Safety and Tolerability
Safety data were encouraging, with no serious TEAEs reported across all cohorts. Most adverse events were mild gastrointestinal symptoms, such as nausea and vomiting, consistent with the known class effects of GLP-1 receptor agonists. Notably, vomiting was largely confined to the first week of dosing, indicating a rapid onset of tolerance. Even in the cohort that underwent a twofold dose escalation in the final week, only a single case of moderate vomiting was observed, highlighting the favorable tolerability profile of MET-097.
Pharmacokinetics
Pharmacokinetic analysis revealed that MET-097 has a mean time to peak concentration of approximately 18 days, with predictable, dose-proportional plasma levels and minimal variability.
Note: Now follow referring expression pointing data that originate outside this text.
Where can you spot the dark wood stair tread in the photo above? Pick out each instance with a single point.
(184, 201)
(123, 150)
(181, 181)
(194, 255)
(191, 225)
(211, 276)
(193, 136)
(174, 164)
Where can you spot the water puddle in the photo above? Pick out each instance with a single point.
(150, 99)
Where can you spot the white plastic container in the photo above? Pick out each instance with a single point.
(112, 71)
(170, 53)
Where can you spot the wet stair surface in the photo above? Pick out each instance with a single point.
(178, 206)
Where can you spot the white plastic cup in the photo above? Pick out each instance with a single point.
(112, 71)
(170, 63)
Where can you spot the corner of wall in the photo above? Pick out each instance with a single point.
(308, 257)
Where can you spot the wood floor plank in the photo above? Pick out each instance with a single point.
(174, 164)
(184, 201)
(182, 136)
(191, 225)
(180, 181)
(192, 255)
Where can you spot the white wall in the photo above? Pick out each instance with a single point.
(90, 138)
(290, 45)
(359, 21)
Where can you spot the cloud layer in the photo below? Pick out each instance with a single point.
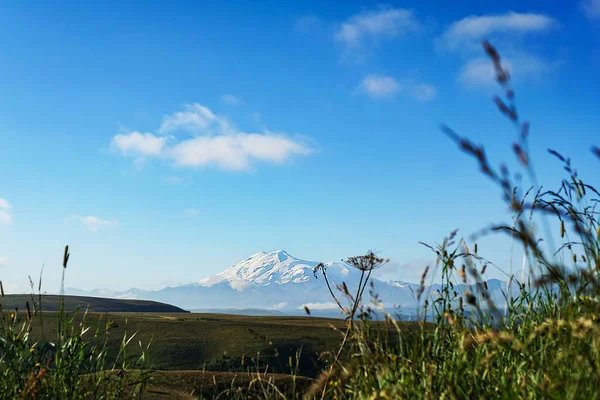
(471, 30)
(465, 35)
(94, 223)
(591, 9)
(196, 137)
(374, 25)
(386, 87)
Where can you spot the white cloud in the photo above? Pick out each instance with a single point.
(172, 179)
(191, 212)
(195, 118)
(591, 8)
(5, 214)
(386, 87)
(94, 223)
(232, 100)
(307, 23)
(319, 306)
(424, 92)
(214, 142)
(279, 306)
(139, 163)
(379, 86)
(139, 144)
(471, 30)
(480, 71)
(390, 22)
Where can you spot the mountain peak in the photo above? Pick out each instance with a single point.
(267, 268)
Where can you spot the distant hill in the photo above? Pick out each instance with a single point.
(92, 304)
(279, 282)
(235, 311)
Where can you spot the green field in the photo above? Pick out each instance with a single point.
(92, 304)
(202, 354)
(218, 342)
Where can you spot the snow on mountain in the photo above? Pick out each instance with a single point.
(277, 267)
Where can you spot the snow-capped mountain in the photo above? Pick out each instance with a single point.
(274, 268)
(275, 281)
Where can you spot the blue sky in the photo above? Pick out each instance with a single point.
(165, 142)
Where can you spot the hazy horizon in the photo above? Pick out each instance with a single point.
(168, 142)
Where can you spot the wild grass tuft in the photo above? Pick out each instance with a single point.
(73, 364)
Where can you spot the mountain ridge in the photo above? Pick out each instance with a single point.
(274, 281)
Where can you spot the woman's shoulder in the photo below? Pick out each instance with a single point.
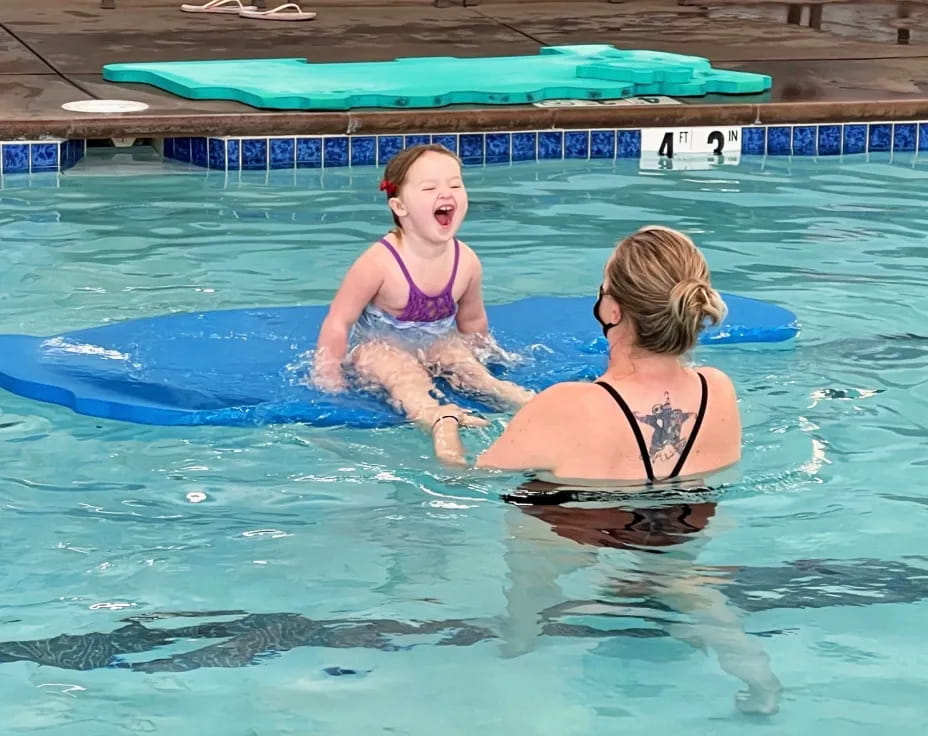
(565, 398)
(717, 380)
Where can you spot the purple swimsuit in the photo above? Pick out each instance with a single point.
(421, 307)
(424, 317)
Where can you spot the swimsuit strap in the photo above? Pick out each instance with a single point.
(399, 260)
(454, 268)
(696, 427)
(642, 447)
(412, 284)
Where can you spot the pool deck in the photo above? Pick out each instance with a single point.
(52, 52)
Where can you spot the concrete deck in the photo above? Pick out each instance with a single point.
(52, 52)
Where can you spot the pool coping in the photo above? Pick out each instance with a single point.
(376, 122)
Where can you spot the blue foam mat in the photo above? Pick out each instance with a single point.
(246, 366)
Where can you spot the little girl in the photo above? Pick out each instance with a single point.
(407, 293)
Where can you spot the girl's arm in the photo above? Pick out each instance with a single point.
(358, 289)
(472, 314)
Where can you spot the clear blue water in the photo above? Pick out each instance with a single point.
(100, 521)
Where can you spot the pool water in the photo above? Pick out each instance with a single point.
(344, 583)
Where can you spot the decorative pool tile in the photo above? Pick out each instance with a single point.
(199, 153)
(44, 156)
(254, 153)
(387, 147)
(363, 150)
(284, 152)
(15, 158)
(524, 146)
(551, 144)
(923, 136)
(449, 141)
(217, 153)
(234, 154)
(855, 139)
(281, 153)
(577, 144)
(182, 149)
(417, 140)
(829, 140)
(602, 144)
(904, 136)
(804, 143)
(628, 144)
(779, 140)
(753, 141)
(472, 151)
(880, 137)
(309, 153)
(497, 148)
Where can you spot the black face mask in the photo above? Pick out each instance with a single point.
(605, 325)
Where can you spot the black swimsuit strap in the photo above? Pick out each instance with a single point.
(642, 447)
(696, 426)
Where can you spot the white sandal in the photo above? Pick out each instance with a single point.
(218, 6)
(287, 11)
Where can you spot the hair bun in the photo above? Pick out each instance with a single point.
(694, 300)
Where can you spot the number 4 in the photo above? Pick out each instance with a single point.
(666, 148)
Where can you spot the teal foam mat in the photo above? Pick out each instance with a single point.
(593, 72)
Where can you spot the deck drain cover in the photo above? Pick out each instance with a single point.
(110, 106)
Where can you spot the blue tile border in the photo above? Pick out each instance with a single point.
(506, 147)
(234, 153)
(39, 156)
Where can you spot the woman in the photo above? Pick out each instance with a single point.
(650, 417)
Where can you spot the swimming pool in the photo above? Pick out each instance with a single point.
(316, 531)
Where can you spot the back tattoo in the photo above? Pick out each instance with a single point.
(667, 422)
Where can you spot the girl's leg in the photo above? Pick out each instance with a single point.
(456, 362)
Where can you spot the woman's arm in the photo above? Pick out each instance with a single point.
(359, 287)
(533, 440)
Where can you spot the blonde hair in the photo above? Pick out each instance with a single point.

The accumulation ratio after five weekly doses was approximately three, and a two-fold dose increase resulted in a predictable rise in drug exposure. These features are attributed to the drug’s ultra-long half-life, which supports the potential for monthly dosing—a major advantage over current weekly GLP-1-based therapies and a key differentiator in terms of patient adherence and convenience.
KOL Views
The first wave of obesity drugs was based mainly on the gut hormone GLP-1, but drugmakers are looking for medicines that target other hormones or help preserve muscle while losing fat for their next generation of drugs.– Expert Opinion
The data strengthen the view of MET-097i as the potential first ultra-long acting GLP-1 receptor agonist. The powerful reductions in weight affirm earlier studies. We are also excited by the emerging tolerability and dosing profile of MET-097i, which may offer versatility and meaningful advantages for patients.– Expert Opinion
Conclusion
The ADA 2025 data on MET-097 mark an important step forward in the evolution of GLP-1 therapies. With compelling early efficacy, simplified dosing, and a well-tolerated safety profile, MET-097 is well-positioned to meet the needs of patients who struggle with adherence to existing therapies. It is a promising addition to the growing obesity and cardiometabolic market, particularly as it targets the need for durable, high-compliance solutions.